Venezuelan President Hugo Chavez said this week that the world should stop calling Colombia’s Marxist guerrillas terrorists. The remarks came days after FARC rebels released two Colombian politicians. The Bush administration brushed off Chavez’s request, noting that the group was still holding three Americans and many other kidnap victims. (AFP via Google)
What the commentators said
Now we know what the rebels wanted in exchange for the “propaganda coup” they handed Chavez, who brokered the hostages’ release, said The Washington Post in an editorial (free registration). It was encouraging that Latin American leaders rushed to denounce Chavez for openly endorsing “an organization of kidnappers and drug traffickers in a neighboring, democratic country.”
This “explicit endorsement” of a group with so much blood on its hands was “shocking,” even from a wild card like Chavez, said Gustavo Coronel in Human Events.
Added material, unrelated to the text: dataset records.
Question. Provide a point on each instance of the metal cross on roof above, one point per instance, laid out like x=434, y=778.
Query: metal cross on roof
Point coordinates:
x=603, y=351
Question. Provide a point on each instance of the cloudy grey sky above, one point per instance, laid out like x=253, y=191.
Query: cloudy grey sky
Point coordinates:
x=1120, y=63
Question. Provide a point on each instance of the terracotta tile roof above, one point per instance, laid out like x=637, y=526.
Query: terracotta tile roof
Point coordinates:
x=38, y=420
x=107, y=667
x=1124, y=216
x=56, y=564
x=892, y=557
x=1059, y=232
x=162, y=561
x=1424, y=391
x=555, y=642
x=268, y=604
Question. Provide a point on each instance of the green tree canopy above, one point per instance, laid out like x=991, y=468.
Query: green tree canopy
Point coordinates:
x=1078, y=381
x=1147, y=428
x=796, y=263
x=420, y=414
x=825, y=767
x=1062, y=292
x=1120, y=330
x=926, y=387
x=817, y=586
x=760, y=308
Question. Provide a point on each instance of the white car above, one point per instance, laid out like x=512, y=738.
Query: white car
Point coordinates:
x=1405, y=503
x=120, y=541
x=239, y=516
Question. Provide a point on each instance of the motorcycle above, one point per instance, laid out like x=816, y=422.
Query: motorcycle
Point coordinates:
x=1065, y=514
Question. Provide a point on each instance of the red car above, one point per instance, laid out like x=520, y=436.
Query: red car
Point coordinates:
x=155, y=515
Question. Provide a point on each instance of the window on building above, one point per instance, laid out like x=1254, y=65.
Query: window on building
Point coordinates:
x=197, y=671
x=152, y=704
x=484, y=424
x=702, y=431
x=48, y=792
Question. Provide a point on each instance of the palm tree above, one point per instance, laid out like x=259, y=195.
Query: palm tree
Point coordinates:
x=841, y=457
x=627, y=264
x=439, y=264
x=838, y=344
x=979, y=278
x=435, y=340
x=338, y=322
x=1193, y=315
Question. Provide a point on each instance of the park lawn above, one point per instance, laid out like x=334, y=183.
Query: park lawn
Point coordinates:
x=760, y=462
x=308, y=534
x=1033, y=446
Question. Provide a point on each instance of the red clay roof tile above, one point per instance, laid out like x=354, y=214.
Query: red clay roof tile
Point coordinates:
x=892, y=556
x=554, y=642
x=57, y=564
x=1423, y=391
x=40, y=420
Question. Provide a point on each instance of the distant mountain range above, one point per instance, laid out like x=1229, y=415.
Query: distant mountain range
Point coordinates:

The FARC (the Spanish acronym for the Revolutionary Armed Forces of Colombia) have killed more than 100,000 Colombians, “most of them civilians,” in more than two decades of anti-government violence. Chavez’s neighbors in Colombia won’t take such an insult lightly.
There’s a reason Chavez is “vilified in the media and hated by those in power,” said Mark Weisbrot in the Kansas City Star. He’s not a dictator. “Venezuelans have repeatedly elected Chavez for the same reasons that Americans are voting for Barack Obama—they see him as representing hope and change in a region that needs both.”